December 28, 2016

Mactaquac dam to be kept going until 2068, NB Power says

NB Power wants to maintain the Mactaquac dam for its intended lifespan, until 2068, at an expected cost of $2.9 billion to $3.6 billion.

The utility made the announcement Tuesday at the Mactaquac Generating Station, saying it took into consideration environmental, technical, social and cost factors.

With the generating station approaching a premature end of its life in 2030 because of continuing chemical reaction in its concrete, the Crown corporation has been exploring a variety of options.

Keeping the station going until 2068 will require a modified approach to maintenance of the dam and replacing equipment over time, NB Power said in its announcement.

NB Power said the option it chose for dealing with Mactaquac’s problems came with the lowest cost estimate compared with other options under consideration.

In coming months, NB Power will seek environmental approvals from the province and follow application and review processes for financial approvals to be defined by the Energy and Utilities Board.

“We believe we have made a sound decision about Mactaquac that makes good business sense, meets the present and future needs of New Brunswick’s changing power grid and reflects the values of New Brunswickers,” said Ed Barrett, chair of NB Power’s board of directors said a release. “As a public utility, we clearly understand that any course of action regarding Mactaquac has deep and lasting consequences.”

Options considered by NB Power also included:

  • Building a new generating station on the opposite side of the St. John River
  • Leaving the dam in place but without power generation
  • Removing the dam and generation station and allow the river to return to its natural state

The option to repower the Mactaquac dam would involve building a new powerhouse and spillways on the Kingsclear side of the St. John River. (NB Power)

George Porter, NB Power’s project director on the Mactaquac project, said previously that the maintenance option would have a shorter lifespan and lower cost than building a new generating station and dam that would be expected to operate for 100 years.

NB Power’s debt stands at about $5 billion while the province’s debt is forecast to hit $14 billion by the end of the 2016-17 fiscal year.

The existing dam has a capacity to generate 660 megawatts of electricity, which is enough to supply about 12 percent of the province’s homes and businesses with electricity, says NB Power.
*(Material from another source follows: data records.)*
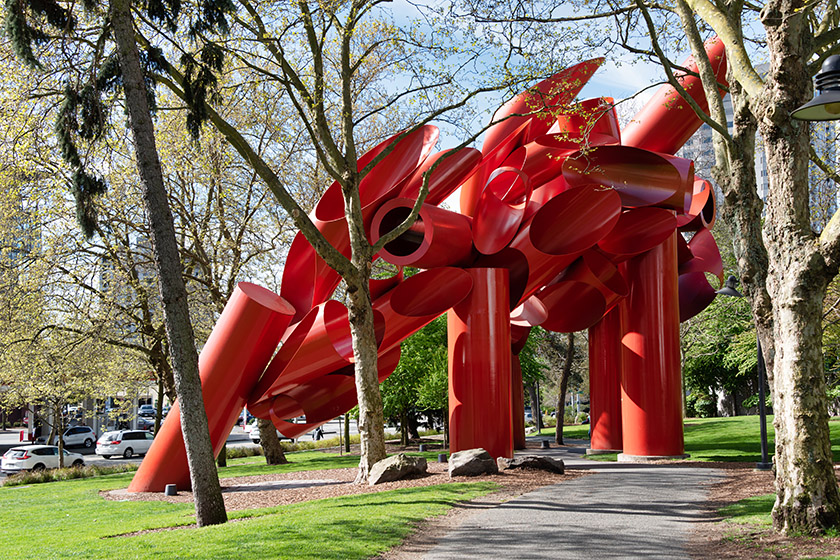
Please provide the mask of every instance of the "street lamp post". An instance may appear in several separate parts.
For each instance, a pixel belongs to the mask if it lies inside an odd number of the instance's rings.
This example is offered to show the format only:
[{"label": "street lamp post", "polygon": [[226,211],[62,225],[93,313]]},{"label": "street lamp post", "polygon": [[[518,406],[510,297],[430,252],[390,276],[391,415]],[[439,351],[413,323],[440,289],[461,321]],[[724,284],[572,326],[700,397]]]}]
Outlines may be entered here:
[{"label": "street lamp post", "polygon": [[[744,297],[744,294],[739,292],[735,286],[738,284],[738,279],[730,276],[726,279],[726,284],[723,288],[717,291],[718,294],[729,297]],[[758,329],[755,332],[756,347],[758,349],[758,418],[759,426],[761,428],[761,461],[755,464],[755,468],[760,471],[768,471],[773,468],[773,463],[767,455],[767,407],[765,405],[766,391],[765,391],[765,377],[766,370],[764,366],[764,354],[761,352],[761,338],[758,336]]]}]

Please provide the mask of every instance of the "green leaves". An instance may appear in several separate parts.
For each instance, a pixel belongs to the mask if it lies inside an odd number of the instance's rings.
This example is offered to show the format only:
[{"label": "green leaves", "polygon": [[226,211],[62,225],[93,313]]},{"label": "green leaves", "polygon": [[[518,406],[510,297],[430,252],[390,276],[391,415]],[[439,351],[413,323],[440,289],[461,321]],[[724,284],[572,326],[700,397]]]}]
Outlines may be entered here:
[{"label": "green leaves", "polygon": [[30,19],[46,20],[50,27],[59,32],[72,29],[75,22],[70,12],[53,0],[6,0],[4,28],[12,41],[15,55],[30,68],[40,68],[41,64],[32,45],[46,42],[48,36],[39,26],[31,25]]}]

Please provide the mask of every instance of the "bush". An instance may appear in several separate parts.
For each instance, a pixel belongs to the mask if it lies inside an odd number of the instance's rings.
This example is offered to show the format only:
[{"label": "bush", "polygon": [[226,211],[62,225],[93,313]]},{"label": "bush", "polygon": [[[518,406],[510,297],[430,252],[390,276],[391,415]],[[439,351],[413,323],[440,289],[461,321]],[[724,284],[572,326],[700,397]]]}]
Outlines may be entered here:
[{"label": "bush", "polygon": [[689,418],[714,418],[716,412],[714,399],[705,393],[692,392],[685,397],[685,415]]},{"label": "bush", "polygon": [[106,476],[137,470],[137,465],[113,465],[100,467],[90,465],[87,467],[68,467],[64,469],[47,469],[43,471],[24,471],[13,474],[6,479],[4,486],[21,486],[23,484],[41,484],[44,482],[57,482],[60,480],[71,480],[73,478],[93,478],[95,476]]},{"label": "bush", "polygon": [[227,458],[228,459],[238,459],[240,457],[258,457],[263,454],[262,447],[252,447],[252,446],[237,446],[237,447],[228,447],[227,448]]}]

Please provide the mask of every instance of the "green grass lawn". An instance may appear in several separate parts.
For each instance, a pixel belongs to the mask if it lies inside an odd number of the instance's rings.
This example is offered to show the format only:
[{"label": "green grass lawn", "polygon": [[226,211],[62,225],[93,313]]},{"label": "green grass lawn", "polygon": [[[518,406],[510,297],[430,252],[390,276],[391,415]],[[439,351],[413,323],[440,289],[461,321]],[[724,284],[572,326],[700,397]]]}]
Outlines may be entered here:
[{"label": "green grass lawn", "polygon": [[[358,457],[289,454],[291,465],[232,460],[220,475],[246,476],[356,466]],[[249,464],[251,463],[251,464]],[[369,558],[396,546],[413,523],[493,491],[491,483],[445,484],[239,512],[229,522],[137,536],[194,523],[192,504],[109,501],[131,474],[0,488],[0,550],[10,558]],[[113,537],[113,538],[112,538]],[[194,545],[200,543],[200,546]]]},{"label": "green grass lawn", "polygon": [[[758,416],[734,418],[686,418],[685,452],[692,461],[742,461],[761,459],[761,428]],[[840,418],[829,421],[831,452],[840,461]],[[542,430],[546,437],[554,436],[554,428]],[[773,454],[773,417],[767,417],[768,452]],[[589,426],[564,426],[563,436],[569,439],[589,439]],[[612,455],[590,455],[590,459],[615,461]]]}]

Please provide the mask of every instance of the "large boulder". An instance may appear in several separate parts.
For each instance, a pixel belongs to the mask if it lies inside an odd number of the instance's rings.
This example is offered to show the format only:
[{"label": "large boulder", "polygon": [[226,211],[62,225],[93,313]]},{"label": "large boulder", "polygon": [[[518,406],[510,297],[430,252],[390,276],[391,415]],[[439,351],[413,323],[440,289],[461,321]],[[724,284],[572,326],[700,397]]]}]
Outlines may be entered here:
[{"label": "large boulder", "polygon": [[449,456],[449,477],[496,474],[496,461],[482,448],[456,451]]},{"label": "large boulder", "polygon": [[502,471],[509,469],[537,469],[557,474],[563,474],[566,471],[566,464],[562,459],[542,455],[520,455],[513,459],[499,457],[496,463],[498,464],[499,470]]},{"label": "large boulder", "polygon": [[414,474],[426,472],[426,459],[423,457],[409,457],[404,453],[382,459],[370,469],[368,484],[381,484],[401,480]]}]

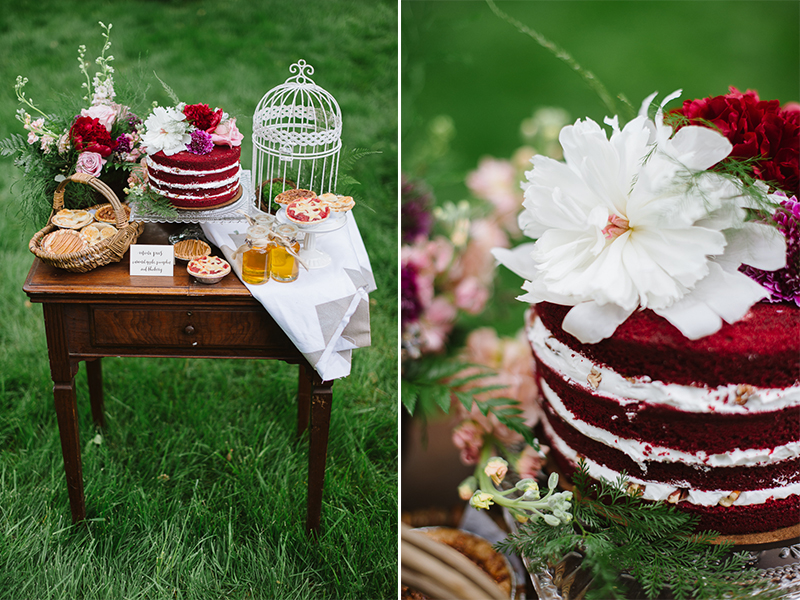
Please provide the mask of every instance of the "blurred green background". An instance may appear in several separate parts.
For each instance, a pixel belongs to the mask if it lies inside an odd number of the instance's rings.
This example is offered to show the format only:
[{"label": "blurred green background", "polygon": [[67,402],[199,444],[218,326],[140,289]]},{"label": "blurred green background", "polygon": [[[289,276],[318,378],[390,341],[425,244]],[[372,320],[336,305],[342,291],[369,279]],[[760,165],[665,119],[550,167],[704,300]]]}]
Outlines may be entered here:
[{"label": "blurred green background", "polygon": [[[613,95],[638,109],[658,91],[683,99],[753,89],[800,99],[800,3],[741,1],[497,2],[560,46]],[[482,156],[510,158],[521,122],[539,107],[602,122],[599,96],[564,62],[482,1],[401,2],[401,169],[437,200],[469,198],[464,177]],[[442,118],[446,117],[446,118]],[[479,322],[512,333],[521,281],[505,269]]]},{"label": "blurred green background", "polygon": [[378,290],[372,346],[334,385],[319,539],[303,531],[297,367],[277,361],[104,359],[99,442],[81,367],[90,522],[72,527],[42,310],[22,291],[44,222],[20,212],[20,172],[0,158],[0,599],[396,597],[397,20],[395,0],[3,3],[3,139],[26,133],[18,75],[45,112],[83,96],[78,46],[93,61],[103,21],[117,101],[142,117],[171,105],[157,74],[183,101],[224,108],[249,169],[258,101],[305,59],[341,106],[344,145],[376,152],[350,174]]}]

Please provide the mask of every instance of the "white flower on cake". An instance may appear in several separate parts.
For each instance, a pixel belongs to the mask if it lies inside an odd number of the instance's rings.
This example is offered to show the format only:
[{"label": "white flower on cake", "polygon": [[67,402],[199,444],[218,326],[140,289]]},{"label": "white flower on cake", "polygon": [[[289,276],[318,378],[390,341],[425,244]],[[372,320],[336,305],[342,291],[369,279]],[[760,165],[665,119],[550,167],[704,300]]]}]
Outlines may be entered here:
[{"label": "white flower on cake", "polygon": [[142,145],[148,154],[163,151],[172,156],[186,150],[186,144],[192,141],[186,115],[175,108],[156,106],[144,126]]},{"label": "white flower on cake", "polygon": [[[573,306],[563,328],[581,342],[614,333],[637,309],[652,309],[690,339],[741,319],[767,291],[738,272],[785,264],[775,228],[745,222],[748,198],[708,171],[731,152],[716,131],[655,121],[647,98],[607,137],[591,119],[564,127],[564,162],[534,156],[520,228],[533,239],[495,257],[527,281],[525,302]],[[702,174],[702,175],[701,175]]]}]

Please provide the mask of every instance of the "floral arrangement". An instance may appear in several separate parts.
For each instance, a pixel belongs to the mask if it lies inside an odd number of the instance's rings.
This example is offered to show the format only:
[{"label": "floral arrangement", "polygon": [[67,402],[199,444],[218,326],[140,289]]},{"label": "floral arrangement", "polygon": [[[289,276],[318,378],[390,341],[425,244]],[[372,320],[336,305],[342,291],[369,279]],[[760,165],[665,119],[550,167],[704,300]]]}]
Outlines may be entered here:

This was a preliminary rendering of the St. John River at Mactaquac if all structures were decommissioned and removed. (NB Power)

The utility has been given direction by the provincial government to have 40 per cent of its in-province electricity sales provided by renewable resources by 2020. It attained 42 percent of energy sales from renewable resources in 2015-16.

In information released throughout the public discussion about the Mactaquac options, NB Power said if the decision is made not to retain power-generating capacity at Mactaquac, it will have to replace the power from Mactaquac with renewable energy.

Other sources of renewable energy include biomass, biogas, solar, hydro, ocean and enhanced geothermal.

The option to maintain the headpond but not generate power would have involved constructing new concrete spillways on the Kingsclear side of the St. John River. (NB Power)

The Mactaquac dam opened in 1968 and was expected to be in operation for 100 years.

However, an alkali-aggregate chemical reaction in the dam’s concrete caused the dam to expand over the years, reducing its expected life span to 62 years.

The building of the dam on the St. John River created a 96-kilometre long headpond above the dam, which has led to real estate development along its shores.

The headpond is also a popular fishing and boating venue.